Q: Will the markets continue to be slowed by the muddy track of the past month, when the investment weather turned less friendly? Or will they regain their footing to reaccelerate in the second half of the year, again confounding the gloom merchants, who keep repeating the looming risks that are both real and well understood?
That, roughly, is the view of this column’s “mystery broker.” He figures the stock market, knocked back into its tetchy, suggestible trading range with the help of a mediocre employment report Friday, is caught in a “consolidation until the next rally”—one that is unlikely to see as much as a 10% decline from the year’s high and thus should reward disciplined buying on significant pullbacks such as the one now underway.

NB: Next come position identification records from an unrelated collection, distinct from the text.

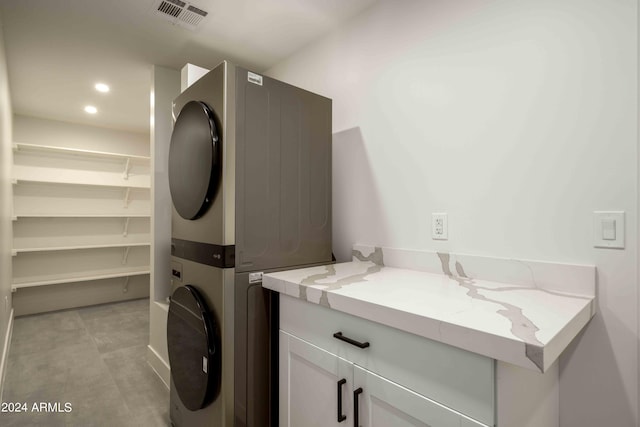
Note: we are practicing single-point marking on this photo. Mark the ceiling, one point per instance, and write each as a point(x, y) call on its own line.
point(58, 49)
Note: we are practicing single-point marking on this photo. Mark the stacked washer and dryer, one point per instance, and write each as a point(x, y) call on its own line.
point(250, 181)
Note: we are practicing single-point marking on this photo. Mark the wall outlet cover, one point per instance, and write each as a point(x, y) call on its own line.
point(439, 226)
point(608, 229)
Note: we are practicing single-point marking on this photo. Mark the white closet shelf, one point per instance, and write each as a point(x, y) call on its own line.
point(23, 173)
point(19, 146)
point(32, 281)
point(15, 252)
point(70, 215)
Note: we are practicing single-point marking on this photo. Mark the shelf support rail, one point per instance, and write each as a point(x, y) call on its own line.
point(127, 197)
point(125, 255)
point(127, 168)
point(125, 229)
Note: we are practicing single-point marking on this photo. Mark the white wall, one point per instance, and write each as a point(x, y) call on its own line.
point(71, 135)
point(165, 87)
point(6, 204)
point(519, 119)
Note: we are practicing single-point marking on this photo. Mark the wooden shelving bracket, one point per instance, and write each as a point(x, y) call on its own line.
point(125, 229)
point(127, 197)
point(127, 168)
point(125, 255)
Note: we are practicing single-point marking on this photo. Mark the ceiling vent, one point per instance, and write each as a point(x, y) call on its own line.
point(182, 13)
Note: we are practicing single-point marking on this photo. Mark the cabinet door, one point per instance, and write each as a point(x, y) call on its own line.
point(383, 403)
point(310, 385)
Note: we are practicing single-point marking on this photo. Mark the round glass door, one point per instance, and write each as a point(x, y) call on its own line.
point(194, 354)
point(194, 160)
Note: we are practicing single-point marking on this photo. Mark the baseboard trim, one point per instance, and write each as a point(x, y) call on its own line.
point(159, 365)
point(5, 354)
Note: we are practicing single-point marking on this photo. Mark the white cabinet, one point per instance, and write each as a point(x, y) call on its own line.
point(318, 388)
point(80, 217)
point(398, 380)
point(312, 382)
point(385, 403)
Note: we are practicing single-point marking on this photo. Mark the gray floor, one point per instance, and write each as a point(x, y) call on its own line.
point(93, 358)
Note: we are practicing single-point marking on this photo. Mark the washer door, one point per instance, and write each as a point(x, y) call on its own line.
point(194, 353)
point(194, 160)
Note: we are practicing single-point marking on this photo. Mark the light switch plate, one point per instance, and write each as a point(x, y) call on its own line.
point(439, 226)
point(602, 233)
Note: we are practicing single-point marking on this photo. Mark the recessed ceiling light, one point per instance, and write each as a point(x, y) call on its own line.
point(101, 87)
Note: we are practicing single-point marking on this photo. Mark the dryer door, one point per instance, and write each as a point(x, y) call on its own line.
point(194, 160)
point(194, 352)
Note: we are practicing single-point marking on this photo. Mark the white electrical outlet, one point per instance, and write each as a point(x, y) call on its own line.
point(439, 226)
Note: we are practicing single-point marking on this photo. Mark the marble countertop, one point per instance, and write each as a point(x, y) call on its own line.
point(521, 321)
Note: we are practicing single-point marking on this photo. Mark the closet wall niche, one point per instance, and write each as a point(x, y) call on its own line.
point(81, 221)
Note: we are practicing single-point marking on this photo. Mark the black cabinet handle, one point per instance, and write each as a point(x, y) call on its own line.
point(356, 420)
point(341, 417)
point(351, 341)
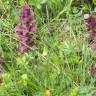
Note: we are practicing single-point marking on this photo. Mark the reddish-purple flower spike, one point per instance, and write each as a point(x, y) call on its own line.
point(1, 61)
point(27, 25)
point(91, 24)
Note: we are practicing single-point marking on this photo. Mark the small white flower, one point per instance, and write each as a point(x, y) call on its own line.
point(86, 16)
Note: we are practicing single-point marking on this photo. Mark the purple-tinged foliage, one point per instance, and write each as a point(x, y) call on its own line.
point(27, 25)
point(91, 24)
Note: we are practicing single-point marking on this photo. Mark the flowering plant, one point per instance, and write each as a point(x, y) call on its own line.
point(25, 31)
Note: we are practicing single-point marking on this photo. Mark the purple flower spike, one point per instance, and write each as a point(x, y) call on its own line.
point(91, 24)
point(1, 61)
point(27, 25)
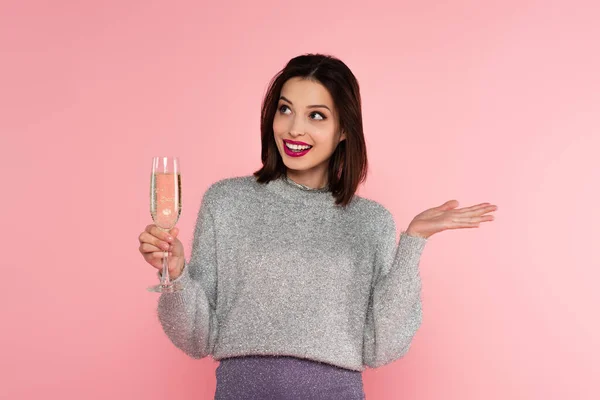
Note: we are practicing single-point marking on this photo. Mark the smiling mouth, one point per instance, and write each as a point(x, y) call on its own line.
point(297, 148)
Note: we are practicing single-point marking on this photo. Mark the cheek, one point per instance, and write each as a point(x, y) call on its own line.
point(279, 125)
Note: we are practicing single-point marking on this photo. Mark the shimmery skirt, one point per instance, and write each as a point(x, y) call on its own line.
point(285, 378)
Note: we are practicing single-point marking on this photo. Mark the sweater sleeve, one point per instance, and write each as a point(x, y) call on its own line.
point(188, 317)
point(394, 311)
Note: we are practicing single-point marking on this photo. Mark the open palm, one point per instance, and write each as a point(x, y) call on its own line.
point(447, 216)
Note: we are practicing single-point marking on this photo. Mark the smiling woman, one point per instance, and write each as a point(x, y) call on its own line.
point(295, 283)
point(314, 101)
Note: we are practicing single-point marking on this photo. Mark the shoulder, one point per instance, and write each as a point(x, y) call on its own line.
point(229, 189)
point(373, 213)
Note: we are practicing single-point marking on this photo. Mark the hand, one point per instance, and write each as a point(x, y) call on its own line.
point(444, 217)
point(154, 242)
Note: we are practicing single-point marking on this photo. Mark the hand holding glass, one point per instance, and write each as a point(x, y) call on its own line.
point(165, 208)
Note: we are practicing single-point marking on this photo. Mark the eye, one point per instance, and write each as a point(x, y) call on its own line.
point(321, 116)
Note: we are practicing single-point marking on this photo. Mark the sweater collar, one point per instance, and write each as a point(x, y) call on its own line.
point(295, 192)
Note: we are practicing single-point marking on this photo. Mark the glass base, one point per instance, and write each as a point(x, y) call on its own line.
point(172, 288)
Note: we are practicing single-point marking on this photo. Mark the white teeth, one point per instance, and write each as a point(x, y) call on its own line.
point(296, 147)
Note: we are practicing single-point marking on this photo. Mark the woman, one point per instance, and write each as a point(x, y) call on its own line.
point(295, 283)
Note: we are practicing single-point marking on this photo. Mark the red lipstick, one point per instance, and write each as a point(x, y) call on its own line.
point(293, 153)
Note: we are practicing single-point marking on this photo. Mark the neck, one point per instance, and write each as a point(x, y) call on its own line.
point(314, 181)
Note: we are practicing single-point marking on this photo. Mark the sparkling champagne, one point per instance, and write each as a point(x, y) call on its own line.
point(165, 199)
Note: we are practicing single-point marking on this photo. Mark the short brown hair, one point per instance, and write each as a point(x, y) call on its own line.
point(348, 163)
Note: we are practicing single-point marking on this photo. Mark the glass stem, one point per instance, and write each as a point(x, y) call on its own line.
point(166, 281)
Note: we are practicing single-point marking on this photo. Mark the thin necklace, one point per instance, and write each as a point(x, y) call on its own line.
point(304, 187)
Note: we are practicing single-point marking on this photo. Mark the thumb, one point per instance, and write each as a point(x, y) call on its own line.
point(449, 205)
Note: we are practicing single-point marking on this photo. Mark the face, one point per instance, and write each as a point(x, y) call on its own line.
point(306, 116)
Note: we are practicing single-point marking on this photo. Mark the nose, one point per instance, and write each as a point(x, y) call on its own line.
point(297, 127)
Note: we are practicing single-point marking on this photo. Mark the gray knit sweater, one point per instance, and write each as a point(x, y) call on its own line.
point(279, 270)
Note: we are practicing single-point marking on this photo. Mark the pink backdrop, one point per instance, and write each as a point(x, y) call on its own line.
point(495, 102)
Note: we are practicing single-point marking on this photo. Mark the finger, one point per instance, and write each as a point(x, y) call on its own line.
point(146, 237)
point(161, 234)
point(472, 220)
point(149, 248)
point(473, 208)
point(450, 204)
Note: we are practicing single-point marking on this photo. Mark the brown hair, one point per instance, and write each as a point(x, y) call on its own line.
point(348, 163)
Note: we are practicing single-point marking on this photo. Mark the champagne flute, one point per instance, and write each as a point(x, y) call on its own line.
point(165, 208)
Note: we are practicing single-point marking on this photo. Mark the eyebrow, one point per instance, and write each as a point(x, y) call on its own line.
point(312, 106)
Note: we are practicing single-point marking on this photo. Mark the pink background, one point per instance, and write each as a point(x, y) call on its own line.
point(493, 101)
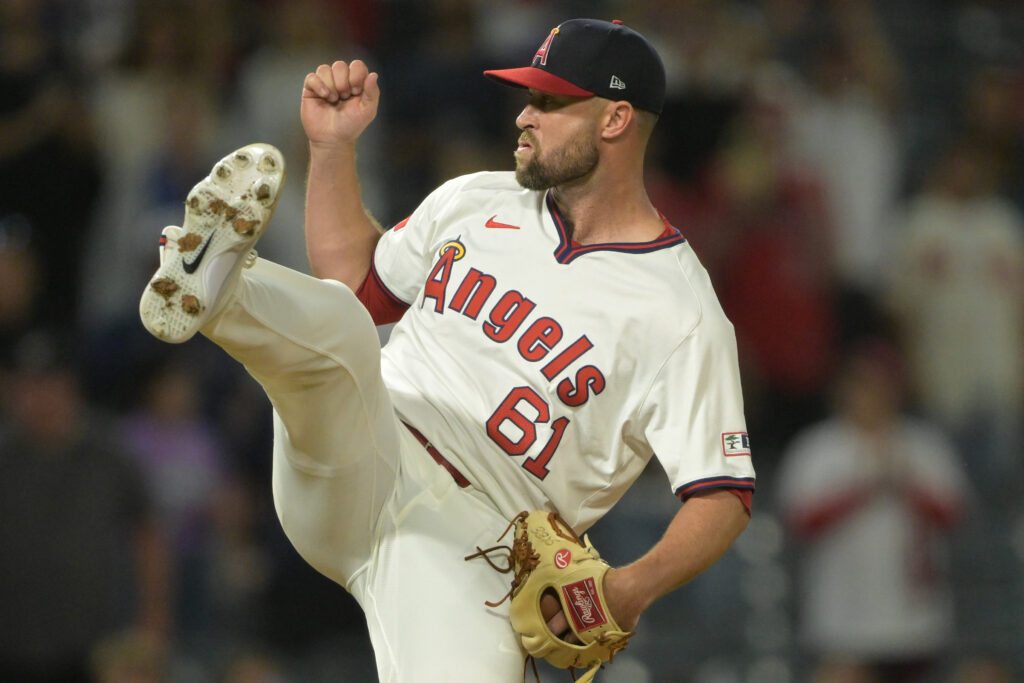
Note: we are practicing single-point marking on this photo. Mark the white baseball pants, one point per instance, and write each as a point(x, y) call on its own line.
point(356, 495)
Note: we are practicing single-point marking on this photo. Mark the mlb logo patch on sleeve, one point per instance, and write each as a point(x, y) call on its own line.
point(735, 443)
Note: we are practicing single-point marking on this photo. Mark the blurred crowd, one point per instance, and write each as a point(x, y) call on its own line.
point(850, 172)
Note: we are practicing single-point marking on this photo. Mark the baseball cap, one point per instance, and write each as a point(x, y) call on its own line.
point(585, 57)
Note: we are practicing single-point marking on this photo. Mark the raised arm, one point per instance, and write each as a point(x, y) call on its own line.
point(338, 102)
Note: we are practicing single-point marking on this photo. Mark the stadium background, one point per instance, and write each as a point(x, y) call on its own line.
point(821, 120)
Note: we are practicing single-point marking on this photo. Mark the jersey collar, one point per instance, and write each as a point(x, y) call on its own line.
point(568, 251)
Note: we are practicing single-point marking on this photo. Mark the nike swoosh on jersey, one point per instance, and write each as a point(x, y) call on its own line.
point(190, 267)
point(494, 223)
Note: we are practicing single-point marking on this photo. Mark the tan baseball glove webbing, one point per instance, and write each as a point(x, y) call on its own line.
point(547, 556)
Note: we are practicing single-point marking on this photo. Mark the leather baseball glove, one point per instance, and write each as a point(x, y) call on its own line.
point(547, 555)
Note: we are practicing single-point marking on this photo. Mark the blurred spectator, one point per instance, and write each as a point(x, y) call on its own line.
point(81, 556)
point(20, 303)
point(49, 171)
point(158, 117)
point(845, 126)
point(956, 290)
point(870, 495)
point(772, 261)
point(129, 656)
point(179, 454)
point(254, 667)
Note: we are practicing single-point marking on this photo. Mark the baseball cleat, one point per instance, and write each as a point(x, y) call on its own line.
point(225, 213)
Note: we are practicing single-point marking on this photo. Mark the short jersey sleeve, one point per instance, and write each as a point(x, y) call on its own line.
point(693, 415)
point(404, 253)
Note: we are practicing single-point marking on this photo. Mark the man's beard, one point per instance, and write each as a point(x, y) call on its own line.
point(577, 159)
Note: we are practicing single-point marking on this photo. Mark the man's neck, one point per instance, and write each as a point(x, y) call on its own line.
point(623, 214)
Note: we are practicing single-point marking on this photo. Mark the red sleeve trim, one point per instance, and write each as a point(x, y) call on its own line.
point(383, 305)
point(741, 487)
point(745, 497)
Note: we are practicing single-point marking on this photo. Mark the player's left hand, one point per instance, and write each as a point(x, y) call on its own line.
point(624, 608)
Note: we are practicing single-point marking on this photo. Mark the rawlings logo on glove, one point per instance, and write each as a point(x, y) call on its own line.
point(547, 555)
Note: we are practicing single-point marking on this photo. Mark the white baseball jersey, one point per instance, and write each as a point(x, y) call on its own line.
point(549, 373)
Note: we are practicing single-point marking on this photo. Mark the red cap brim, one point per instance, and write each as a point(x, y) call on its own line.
point(530, 77)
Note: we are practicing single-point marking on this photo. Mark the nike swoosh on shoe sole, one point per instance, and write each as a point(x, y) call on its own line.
point(226, 212)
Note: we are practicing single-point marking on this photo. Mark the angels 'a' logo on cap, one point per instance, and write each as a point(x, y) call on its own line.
point(542, 51)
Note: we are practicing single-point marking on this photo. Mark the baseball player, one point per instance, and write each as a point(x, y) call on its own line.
point(553, 333)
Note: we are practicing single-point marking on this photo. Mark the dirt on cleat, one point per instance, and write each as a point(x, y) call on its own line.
point(165, 287)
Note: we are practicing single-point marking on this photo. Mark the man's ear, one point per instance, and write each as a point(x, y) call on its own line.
point(617, 117)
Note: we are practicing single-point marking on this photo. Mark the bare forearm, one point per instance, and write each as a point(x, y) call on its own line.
point(340, 233)
point(698, 535)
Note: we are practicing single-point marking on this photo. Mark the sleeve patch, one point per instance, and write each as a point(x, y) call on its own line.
point(735, 443)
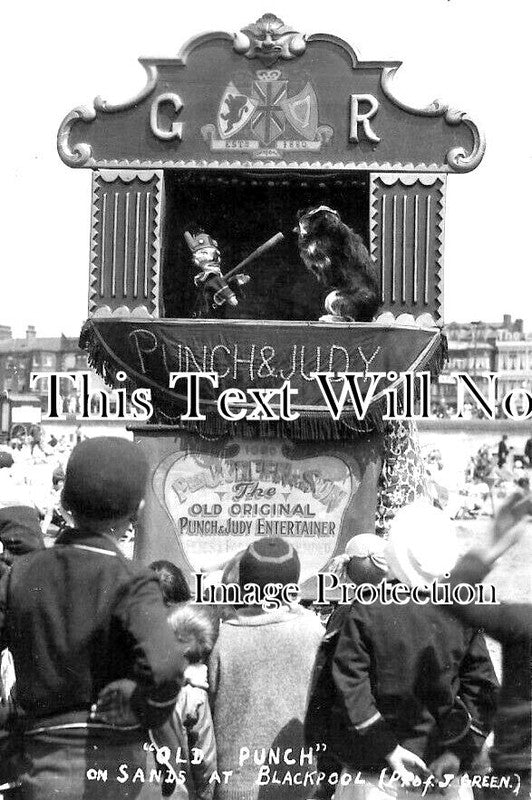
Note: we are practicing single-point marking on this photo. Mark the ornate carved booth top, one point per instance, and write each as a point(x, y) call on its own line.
point(235, 135)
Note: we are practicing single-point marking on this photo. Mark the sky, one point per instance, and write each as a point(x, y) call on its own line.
point(57, 55)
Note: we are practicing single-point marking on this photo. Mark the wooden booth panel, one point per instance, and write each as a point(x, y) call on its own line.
point(406, 241)
point(125, 243)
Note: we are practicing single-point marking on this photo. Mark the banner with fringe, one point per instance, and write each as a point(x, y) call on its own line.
point(262, 355)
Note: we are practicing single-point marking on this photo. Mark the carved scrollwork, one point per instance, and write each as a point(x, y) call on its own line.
point(103, 105)
point(457, 158)
point(269, 39)
point(78, 155)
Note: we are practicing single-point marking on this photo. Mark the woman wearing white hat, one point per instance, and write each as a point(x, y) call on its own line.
point(413, 687)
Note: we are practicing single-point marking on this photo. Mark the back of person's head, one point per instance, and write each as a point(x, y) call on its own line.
point(105, 479)
point(422, 544)
point(367, 562)
point(269, 560)
point(6, 460)
point(194, 630)
point(172, 581)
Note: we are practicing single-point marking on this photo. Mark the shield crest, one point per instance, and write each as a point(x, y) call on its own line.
point(235, 111)
point(268, 121)
point(301, 111)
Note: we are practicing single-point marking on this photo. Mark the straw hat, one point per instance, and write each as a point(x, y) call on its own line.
point(422, 544)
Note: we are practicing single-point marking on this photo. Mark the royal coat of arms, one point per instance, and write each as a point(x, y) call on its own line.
point(267, 120)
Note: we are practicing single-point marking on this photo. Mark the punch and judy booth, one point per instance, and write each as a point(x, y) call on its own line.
point(231, 138)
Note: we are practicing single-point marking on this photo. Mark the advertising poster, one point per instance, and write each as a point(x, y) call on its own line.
point(251, 242)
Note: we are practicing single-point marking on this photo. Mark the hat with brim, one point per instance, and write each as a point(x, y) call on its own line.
point(422, 544)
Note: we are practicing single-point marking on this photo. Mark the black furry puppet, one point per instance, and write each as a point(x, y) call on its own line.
point(339, 260)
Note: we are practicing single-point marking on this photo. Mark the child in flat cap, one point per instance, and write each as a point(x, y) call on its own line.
point(77, 616)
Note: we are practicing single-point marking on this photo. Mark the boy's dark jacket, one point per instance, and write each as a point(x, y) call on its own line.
point(77, 616)
point(400, 674)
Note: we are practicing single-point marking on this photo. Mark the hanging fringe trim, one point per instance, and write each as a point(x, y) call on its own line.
point(310, 426)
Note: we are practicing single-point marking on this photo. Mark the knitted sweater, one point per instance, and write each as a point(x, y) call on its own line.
point(259, 674)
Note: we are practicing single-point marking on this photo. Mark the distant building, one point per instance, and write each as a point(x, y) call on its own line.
point(479, 348)
point(20, 357)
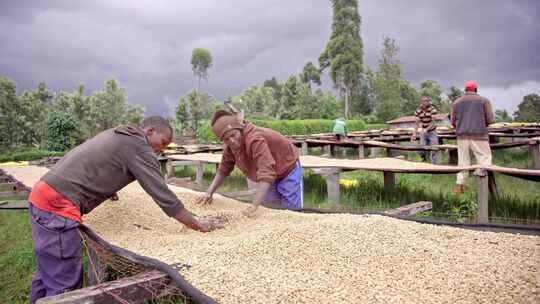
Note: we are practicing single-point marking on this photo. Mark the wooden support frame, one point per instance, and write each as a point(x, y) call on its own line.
point(453, 157)
point(361, 152)
point(135, 289)
point(482, 196)
point(410, 209)
point(389, 180)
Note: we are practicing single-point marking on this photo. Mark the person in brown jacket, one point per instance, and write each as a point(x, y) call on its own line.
point(264, 156)
point(84, 178)
point(471, 116)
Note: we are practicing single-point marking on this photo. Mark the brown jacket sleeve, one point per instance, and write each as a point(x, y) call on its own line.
point(488, 111)
point(145, 168)
point(227, 162)
point(266, 165)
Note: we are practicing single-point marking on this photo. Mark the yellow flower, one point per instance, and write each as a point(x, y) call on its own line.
point(14, 164)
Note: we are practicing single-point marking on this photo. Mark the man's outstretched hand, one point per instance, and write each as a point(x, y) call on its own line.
point(210, 223)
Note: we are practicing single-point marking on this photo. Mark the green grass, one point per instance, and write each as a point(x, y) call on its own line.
point(26, 153)
point(519, 203)
point(17, 262)
point(369, 195)
point(16, 256)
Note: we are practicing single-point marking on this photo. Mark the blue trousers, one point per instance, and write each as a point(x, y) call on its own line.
point(58, 251)
point(289, 191)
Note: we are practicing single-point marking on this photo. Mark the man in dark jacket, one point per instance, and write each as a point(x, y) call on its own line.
point(84, 178)
point(471, 116)
point(264, 156)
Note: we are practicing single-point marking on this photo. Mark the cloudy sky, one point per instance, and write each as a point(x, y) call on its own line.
point(147, 44)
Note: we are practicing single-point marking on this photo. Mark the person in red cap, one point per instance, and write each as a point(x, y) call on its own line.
point(264, 156)
point(471, 116)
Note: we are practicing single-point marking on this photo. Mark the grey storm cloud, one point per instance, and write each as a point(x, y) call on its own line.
point(147, 45)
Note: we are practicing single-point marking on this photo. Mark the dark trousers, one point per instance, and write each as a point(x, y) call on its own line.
point(57, 247)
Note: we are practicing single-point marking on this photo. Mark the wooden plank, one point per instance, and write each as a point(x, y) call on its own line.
point(390, 152)
point(361, 152)
point(136, 289)
point(411, 209)
point(534, 148)
point(200, 174)
point(483, 196)
point(176, 163)
point(389, 180)
point(453, 157)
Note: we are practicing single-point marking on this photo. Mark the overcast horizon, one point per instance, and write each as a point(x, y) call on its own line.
point(147, 45)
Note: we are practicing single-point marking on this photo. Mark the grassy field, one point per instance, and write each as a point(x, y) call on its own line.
point(361, 192)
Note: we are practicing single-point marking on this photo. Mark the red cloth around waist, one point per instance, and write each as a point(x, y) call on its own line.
point(46, 198)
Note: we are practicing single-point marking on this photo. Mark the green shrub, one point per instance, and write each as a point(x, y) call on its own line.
point(60, 126)
point(286, 127)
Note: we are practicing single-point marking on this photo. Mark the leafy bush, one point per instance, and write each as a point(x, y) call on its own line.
point(60, 126)
point(286, 127)
point(27, 154)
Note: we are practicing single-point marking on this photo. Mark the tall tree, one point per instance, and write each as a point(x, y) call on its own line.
point(107, 107)
point(344, 51)
point(310, 74)
point(434, 90)
point(276, 86)
point(453, 94)
point(10, 119)
point(528, 109)
point(364, 103)
point(394, 95)
point(201, 61)
point(258, 101)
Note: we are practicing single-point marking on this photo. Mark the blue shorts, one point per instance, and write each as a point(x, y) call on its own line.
point(289, 191)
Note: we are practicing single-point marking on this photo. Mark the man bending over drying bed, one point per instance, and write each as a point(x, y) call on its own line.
point(264, 156)
point(83, 179)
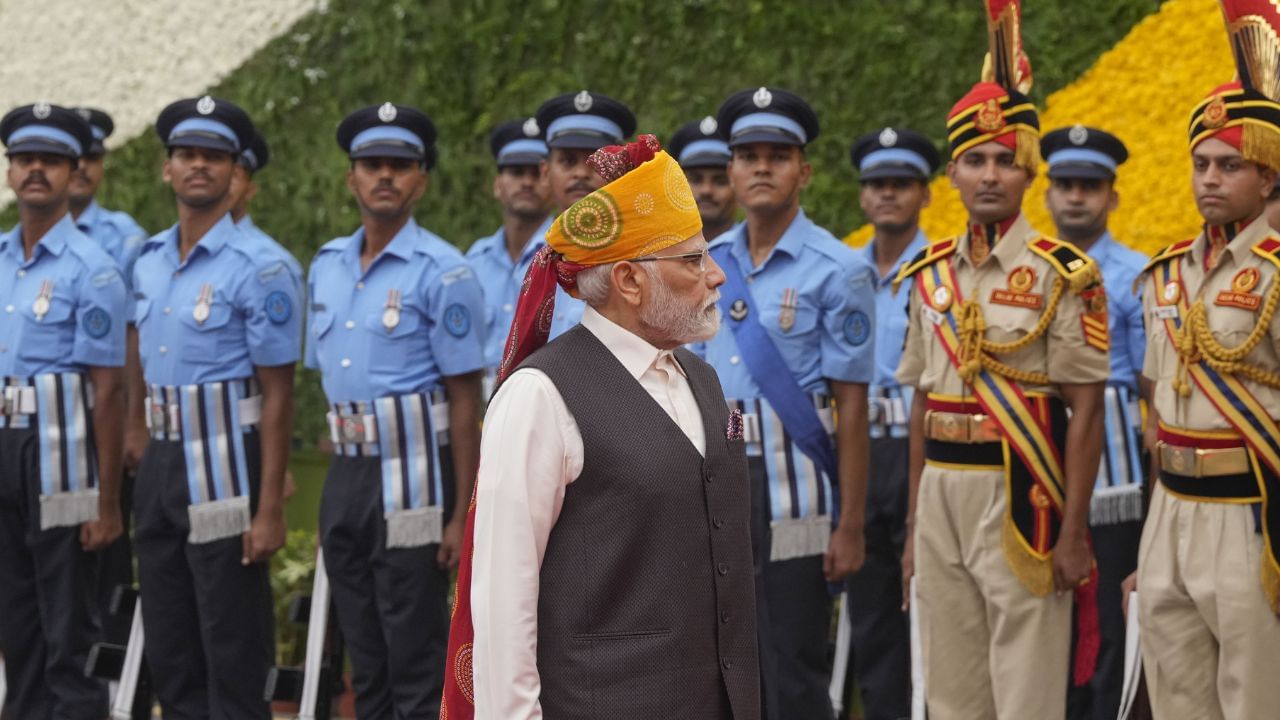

As a primer for the unfamiliar and reminder to the forgetful, the mystery broker is a veteran financial advisor who prefers not to be identified, whose eclectic and thorough market analysis has proven more right than not since before the ‘08 financial crisis. And, no, he is not a household name operating incognito, or a fictional alter ego.
When last heard from in late January, he was looking for stocks to begin a correction before much further progress occurred. While the market had cleared the hurdles he’d set for it to qualify as a bull market rising off the October 2011 low, trader sentiment was giddy, and augured a pullback.
The market overshot to the upside a bit, but soon stalled and is now, in his view, still working off this stretched state. In a new cyclical bull market, as he and some others define it, a good rule is to raise equity holdings as the Standard & Poor’s 500 declines below its 50-day average. That level was breached with Friday’s drop to 1369. His advice now is to accumulate slowly as prices decline, which he thinks could continue up to another 3% to 4% through mid-to-late May.
Whether one considers us to be seven months into a fresh little bull market, or simply in the fourth year of an uptrend that has been stiffly and swiftly tested by 14% to 20% gut checks in two straight years, share valuations and investor attitudes don’t seem overextended. The broker points out that at this year’s index highs, margin debt was down 6% from a year earlier even though the S&P 500 was up 6%.
Apart from his sense of the stock tape, the mystery man is looking for high-single-digit earnings growth for 2012. He is holding to his prescient call of a year ago that the housing market was forming a bottom (with stable prices and increased activity), which animates his expectation that financial stocks should continue outperforming.
His bottom line, for now: “The economic and sovereign-debt problems in Spain may give us a bigger correction. We are in a consolidation phase since the end of March and may have further to go, but the S&P 500 will likely reach new highs this summer. There is even a chance that the S&P 500 reaches 1500 this year. A repeat of the last two summers is unlikely.”